🤖 AI Summary
This study investigates the capacity of sentence encoders to represent semantic concepts, revealing that existing models struggle to effectively learn relational and intensional concepts due to mismatches between architecture and supervision signals. Adopting a compositional representation perspective and leveraging a corpus of 3.3 million synonym-definition pairs, the work proposes four guiding principles: fine-tuning with recalibration outperforms expanding the latent space; semantic signals concentrate in the final Transformer layers; hard negative examples enhance discriminability without affecting ranking performance; and supervision efficacy depends on the compositional type of the concept. Through layer-wise pooling ablations, hard negative sampling, and training on large-scale lexical data, the authors construct a new evaluation benchmark—incorporating DBpedia and modifier-annotated noun phrases—and release two novel datasets, offering both theoretical insights and practical resources for research on conceptual representation.
📝 Abstract
What makes a sentence encoder produce good concept representations? We approach this through the lens of representational compositionality: an encoder supports a concept family only when its latent space admits a low-distortion realization of the corresponding semantic operator. This framing predicts both where current encoders succeed and where they are structurally mismatched to their supervision. Through a controlled ablation over encoder conditions trained on 3.3 million synonym and definition pairs from WordNet and Wiktionary, evaluated on three decontaminated splits and a modifier-labeled noun-phrase benchmark, we identify four principles. Fine-tuning recalibrates the latent geometry rather than expanding it (P1). Semantic signal concentrates in the final transformer layer before concept-specific training begins, making cross-layer pooling redundant (P2).

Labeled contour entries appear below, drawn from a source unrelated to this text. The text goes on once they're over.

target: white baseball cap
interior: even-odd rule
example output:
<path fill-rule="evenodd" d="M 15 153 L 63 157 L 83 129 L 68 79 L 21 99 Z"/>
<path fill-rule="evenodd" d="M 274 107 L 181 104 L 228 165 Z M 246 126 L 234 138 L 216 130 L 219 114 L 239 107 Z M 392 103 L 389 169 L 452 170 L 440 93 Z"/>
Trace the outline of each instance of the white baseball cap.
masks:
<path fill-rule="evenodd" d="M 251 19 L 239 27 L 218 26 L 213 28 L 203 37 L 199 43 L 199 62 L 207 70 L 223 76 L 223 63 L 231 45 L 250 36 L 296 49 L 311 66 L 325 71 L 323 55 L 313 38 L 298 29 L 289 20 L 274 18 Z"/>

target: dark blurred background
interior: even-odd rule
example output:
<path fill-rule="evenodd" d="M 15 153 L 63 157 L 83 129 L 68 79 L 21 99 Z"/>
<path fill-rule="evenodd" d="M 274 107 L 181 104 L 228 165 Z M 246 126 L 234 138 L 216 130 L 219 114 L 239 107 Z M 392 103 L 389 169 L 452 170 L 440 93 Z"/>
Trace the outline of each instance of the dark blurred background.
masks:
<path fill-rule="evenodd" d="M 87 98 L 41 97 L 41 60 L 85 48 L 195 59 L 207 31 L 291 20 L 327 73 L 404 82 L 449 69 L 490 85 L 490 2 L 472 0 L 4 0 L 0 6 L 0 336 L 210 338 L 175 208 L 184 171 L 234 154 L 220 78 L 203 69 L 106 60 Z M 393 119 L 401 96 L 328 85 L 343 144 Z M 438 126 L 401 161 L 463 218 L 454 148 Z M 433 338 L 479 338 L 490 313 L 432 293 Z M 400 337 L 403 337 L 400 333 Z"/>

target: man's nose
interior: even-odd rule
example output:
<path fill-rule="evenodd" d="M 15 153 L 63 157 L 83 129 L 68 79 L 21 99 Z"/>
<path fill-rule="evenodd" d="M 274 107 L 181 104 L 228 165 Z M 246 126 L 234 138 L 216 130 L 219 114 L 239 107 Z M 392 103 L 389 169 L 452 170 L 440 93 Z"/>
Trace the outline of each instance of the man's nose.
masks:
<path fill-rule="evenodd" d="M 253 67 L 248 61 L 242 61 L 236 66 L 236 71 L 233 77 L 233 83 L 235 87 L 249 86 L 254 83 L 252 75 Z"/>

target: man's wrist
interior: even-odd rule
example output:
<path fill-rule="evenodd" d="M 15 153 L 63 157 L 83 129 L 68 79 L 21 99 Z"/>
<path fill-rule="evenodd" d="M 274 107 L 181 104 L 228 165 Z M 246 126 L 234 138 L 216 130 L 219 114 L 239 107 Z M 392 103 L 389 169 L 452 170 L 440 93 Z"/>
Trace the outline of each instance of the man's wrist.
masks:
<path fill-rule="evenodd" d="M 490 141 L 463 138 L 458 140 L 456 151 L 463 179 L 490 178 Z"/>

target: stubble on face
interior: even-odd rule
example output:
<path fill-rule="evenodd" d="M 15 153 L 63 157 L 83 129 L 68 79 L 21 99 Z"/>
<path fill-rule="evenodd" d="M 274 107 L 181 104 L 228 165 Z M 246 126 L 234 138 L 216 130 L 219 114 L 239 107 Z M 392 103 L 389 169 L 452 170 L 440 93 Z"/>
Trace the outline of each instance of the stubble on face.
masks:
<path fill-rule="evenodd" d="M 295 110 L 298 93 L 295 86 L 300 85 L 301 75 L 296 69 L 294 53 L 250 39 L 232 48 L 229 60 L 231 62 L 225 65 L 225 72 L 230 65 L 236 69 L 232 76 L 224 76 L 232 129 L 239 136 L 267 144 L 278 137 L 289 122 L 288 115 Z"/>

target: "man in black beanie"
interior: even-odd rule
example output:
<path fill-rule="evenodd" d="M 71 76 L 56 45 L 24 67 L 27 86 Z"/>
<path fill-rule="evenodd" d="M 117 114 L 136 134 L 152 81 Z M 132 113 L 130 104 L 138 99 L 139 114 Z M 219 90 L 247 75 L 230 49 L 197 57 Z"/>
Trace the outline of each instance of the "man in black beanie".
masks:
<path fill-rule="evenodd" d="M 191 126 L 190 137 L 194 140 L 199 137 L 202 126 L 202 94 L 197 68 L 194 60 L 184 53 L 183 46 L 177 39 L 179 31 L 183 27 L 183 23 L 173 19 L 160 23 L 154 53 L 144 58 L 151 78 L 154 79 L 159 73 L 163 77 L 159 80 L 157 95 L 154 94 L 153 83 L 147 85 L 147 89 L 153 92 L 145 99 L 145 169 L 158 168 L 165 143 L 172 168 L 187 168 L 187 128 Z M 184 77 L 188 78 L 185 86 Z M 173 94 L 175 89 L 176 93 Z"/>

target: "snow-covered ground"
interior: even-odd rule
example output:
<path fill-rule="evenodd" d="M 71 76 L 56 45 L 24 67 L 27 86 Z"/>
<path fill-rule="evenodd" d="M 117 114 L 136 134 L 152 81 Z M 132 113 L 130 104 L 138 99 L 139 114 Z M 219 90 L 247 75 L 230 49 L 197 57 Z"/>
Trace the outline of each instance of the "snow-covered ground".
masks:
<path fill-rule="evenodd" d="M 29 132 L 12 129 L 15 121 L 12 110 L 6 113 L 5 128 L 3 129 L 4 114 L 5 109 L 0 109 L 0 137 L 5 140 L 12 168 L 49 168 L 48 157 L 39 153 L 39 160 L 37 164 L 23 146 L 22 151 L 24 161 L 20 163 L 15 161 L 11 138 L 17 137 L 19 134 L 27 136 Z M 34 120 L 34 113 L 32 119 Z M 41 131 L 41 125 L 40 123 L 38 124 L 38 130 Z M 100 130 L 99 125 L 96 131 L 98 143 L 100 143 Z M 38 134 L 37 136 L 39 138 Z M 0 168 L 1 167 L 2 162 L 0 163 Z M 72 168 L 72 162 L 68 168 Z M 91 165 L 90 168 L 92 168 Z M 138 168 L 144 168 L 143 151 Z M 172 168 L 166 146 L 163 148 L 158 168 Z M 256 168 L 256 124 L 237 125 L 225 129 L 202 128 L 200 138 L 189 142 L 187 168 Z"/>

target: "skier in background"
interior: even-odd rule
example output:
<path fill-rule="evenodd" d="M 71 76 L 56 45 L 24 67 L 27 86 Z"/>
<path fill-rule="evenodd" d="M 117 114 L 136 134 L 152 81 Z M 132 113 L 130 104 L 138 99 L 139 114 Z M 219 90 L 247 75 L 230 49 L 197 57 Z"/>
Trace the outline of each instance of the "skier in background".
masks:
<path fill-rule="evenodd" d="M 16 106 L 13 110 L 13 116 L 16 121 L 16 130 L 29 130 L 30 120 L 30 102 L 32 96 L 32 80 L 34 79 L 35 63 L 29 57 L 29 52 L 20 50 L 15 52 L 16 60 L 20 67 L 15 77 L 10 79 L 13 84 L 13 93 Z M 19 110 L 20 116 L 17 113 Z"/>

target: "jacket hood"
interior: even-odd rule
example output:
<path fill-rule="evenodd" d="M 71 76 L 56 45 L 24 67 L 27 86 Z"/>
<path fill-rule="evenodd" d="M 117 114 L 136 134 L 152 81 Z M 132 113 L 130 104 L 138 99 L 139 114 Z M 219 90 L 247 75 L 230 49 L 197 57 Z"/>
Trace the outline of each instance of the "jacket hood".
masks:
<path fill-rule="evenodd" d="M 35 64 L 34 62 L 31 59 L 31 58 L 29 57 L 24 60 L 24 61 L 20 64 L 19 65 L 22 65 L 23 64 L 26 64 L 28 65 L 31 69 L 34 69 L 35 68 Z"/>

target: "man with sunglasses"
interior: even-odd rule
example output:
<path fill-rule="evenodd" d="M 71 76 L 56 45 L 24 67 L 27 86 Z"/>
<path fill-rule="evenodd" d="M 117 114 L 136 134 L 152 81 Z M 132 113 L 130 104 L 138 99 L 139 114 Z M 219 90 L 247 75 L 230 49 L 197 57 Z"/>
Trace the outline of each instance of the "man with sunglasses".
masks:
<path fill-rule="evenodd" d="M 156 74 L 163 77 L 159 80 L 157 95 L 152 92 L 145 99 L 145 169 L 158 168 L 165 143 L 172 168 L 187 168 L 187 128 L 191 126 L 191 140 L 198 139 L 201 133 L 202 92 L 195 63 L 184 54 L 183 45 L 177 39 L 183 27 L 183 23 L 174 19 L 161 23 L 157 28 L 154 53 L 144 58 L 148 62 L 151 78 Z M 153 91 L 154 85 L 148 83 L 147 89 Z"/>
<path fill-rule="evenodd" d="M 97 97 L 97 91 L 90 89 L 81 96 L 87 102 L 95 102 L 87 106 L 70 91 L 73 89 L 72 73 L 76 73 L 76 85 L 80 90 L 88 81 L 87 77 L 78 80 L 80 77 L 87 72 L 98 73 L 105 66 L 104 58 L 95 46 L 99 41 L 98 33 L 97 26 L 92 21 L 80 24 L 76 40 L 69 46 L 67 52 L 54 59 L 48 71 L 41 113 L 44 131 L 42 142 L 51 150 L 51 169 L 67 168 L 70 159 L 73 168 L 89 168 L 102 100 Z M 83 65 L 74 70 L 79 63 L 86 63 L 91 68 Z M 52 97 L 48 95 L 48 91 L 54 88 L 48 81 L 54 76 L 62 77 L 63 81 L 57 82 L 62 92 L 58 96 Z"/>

Hard negatives improve discrimination and stress-test robustness without improving retrieval ranking, showing that calibration and ranking are independently addressable (P3). Finally, the effectiveness of supervision depends on the composition type of the target concept. Extensional training helps intersective and subsective families while degrading relational and intensional ones, exposing a structural limitation of current training paradigms (P4). We release two new evaluation datasets: a DBpedia semantic-gap benchmark and a modifier-labeled NP paraphrase suite.